Début novembre 2020 : Dans la note de politique générale « asile et migration » il est prévu qu’« une solution alternative sera recherchée au problème des étrangers sans titre de séjour légal qui refusent de quitter leur demeure ». Et revoilà, au milieu de toute une série de phrases ambiguës, l’accent mis sur les retours (volontaires, voire, au besoin, forcés). Le Master Plan sur la construction de nouveaux centres fermés n’est, de ce fait, pas remis en question. Cependant, il semblerait qu’on n’y enfermera plus des enfants. Que faut-il dès lors entendre dans la phrase qui suit cette annonce dans l’accord : « Le Gouvernement prendra également des mesures alternatives pour éviter qu’il soit abusé de ce principe pour rendre le retour impossible » ? De même, après avoir dit que la détention en vue du retour forcé doit être limitée au strict minimum que faut-il entendre par : « Parallèlement, il prendra des mesures pour empêcher que l’éloignement soit rendu impossible par une absence manifeste de collaboration » ?

Un Kit à monter

En clair, ça veut dire quoi ? Ce 16 novembre, dans l’émission CQFD sur La Première – RTBF, le nouveau Secrétaire d’Etat Sammy Mahdi (CD&V) semble un peu dans l’embarras et déclare très confusément « Il faut savoir que dans le passé, parfois (dans) la police, ils ne savaient pas toujours ce qu’ils pouvaient faire ou pas. Le problème dans les faits, c’est que quand certaines personnes restent dans une maison et qu’on a pris la décision qu’ils ne peuvent pas rester ici (en Belgique) , il n’est pas évident d’avoir une politique de retour qui soit réussie ». Et d’ajouter : « Tout ce que j’ai à dire là-dessus, c’est qu’il faut trouver un accord avec les partis dans le gouvernement, et donc j’en discuterai avec les partis du gouvernement pour avoir une solution qui soit la plus ferme et correcte possible ».
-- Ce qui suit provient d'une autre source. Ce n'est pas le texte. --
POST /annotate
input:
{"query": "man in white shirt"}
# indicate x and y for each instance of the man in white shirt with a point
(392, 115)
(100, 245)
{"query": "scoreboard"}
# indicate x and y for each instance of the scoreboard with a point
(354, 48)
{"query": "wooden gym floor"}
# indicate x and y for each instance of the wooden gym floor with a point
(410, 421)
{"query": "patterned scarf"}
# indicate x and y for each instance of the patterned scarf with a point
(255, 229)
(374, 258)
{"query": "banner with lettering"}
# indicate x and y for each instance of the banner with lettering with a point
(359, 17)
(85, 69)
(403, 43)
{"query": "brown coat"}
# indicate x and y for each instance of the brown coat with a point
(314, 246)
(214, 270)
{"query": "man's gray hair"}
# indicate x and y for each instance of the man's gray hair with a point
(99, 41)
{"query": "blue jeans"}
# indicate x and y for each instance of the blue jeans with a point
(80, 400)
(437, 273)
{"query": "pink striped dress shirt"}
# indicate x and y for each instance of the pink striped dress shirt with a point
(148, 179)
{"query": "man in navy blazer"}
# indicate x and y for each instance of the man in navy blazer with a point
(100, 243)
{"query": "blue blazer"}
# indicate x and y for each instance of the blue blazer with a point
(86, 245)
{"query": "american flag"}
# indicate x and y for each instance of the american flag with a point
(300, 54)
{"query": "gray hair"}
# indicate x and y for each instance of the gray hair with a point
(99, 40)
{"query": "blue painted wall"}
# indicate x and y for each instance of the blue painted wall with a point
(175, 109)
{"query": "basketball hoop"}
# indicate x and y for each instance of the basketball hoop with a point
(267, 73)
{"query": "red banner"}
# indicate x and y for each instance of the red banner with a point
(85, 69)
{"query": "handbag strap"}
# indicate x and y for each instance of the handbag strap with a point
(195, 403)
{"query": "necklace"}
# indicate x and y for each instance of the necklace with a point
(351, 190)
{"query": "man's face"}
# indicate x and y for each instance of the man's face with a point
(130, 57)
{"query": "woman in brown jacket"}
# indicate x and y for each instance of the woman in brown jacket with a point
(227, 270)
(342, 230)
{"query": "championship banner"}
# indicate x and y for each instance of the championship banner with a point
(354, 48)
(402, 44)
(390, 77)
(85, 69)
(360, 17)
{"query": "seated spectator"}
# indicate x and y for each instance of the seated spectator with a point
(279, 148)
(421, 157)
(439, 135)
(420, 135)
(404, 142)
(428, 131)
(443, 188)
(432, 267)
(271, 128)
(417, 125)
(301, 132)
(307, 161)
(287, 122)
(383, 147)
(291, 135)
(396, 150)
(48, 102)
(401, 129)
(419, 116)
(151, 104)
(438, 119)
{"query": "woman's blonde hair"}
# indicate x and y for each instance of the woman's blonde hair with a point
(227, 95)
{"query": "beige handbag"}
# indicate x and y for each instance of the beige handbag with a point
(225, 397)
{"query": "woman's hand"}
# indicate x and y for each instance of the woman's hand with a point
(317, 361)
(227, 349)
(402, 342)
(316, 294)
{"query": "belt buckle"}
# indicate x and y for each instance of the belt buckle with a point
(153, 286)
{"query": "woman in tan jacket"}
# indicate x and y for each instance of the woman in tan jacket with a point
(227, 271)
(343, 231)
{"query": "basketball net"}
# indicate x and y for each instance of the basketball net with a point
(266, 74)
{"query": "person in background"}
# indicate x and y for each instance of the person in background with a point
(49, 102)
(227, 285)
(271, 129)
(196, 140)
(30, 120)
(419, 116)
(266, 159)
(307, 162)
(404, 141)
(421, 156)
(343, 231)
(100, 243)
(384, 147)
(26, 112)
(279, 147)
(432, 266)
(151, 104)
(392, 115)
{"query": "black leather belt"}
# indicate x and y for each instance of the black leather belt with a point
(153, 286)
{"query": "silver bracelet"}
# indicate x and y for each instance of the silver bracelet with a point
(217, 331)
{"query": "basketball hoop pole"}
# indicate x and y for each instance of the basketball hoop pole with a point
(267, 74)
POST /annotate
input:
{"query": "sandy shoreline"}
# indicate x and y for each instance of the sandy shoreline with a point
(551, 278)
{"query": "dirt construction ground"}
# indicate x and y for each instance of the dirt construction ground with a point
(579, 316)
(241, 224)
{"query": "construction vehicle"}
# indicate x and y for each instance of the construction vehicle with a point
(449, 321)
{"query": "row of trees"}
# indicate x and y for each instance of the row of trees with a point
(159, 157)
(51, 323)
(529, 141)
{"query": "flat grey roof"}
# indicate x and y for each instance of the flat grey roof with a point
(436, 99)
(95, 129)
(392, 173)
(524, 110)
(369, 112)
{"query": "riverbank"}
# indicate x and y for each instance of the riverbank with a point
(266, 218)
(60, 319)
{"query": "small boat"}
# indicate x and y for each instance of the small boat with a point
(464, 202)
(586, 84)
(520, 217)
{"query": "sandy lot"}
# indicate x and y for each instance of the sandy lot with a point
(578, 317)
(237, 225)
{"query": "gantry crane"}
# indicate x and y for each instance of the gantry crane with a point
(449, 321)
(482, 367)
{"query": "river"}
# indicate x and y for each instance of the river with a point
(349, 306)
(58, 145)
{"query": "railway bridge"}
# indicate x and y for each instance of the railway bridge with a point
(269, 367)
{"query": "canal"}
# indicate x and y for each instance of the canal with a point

Il est évident que la question des « visites domiciliaires » reste un sujet de discorde au sein du gouvernement comme le concède Vincent Van Quickenborne (Open VLD), l’actuel Ministre de la Justice : « Il a été convenu au sein du gouvernement de ne pas faire cela. C’est une étape dépassée. C’est une question très sensible politiquement, également au sein de notre parti. Sous le gouvernement précédent, ça n’a pas réussi, encore moins dans celui-ci, dont la composition est de toute façon différente » (De Standaard – 7 novembre).

Mais de nombreux outils qui permettent de se rapprocher d’une nouvelle formule de « visites domiciliaires » sont évoqués dans la note gouvernementale. Comment interpréter les « alternatives à la détention » (contrôles administratifs et/ou policiers réguliers, assignation à résidence, caution, surveillance électronique…) si ce n’est qu’elles vont à coup sûr donner l’image du migrant délinquant à la personne sans titre de séjour qui aura à les subir ? Et surtout comment assembler ces différentes pièces sans se donner les moyens d’accéder au foyer qui l’héberge ?

N’en déplaise à certain.e.s qui voient des aspects positifs à ce gouvernement, sous le vernis d’un langage plus soft, la vigilance est de mise.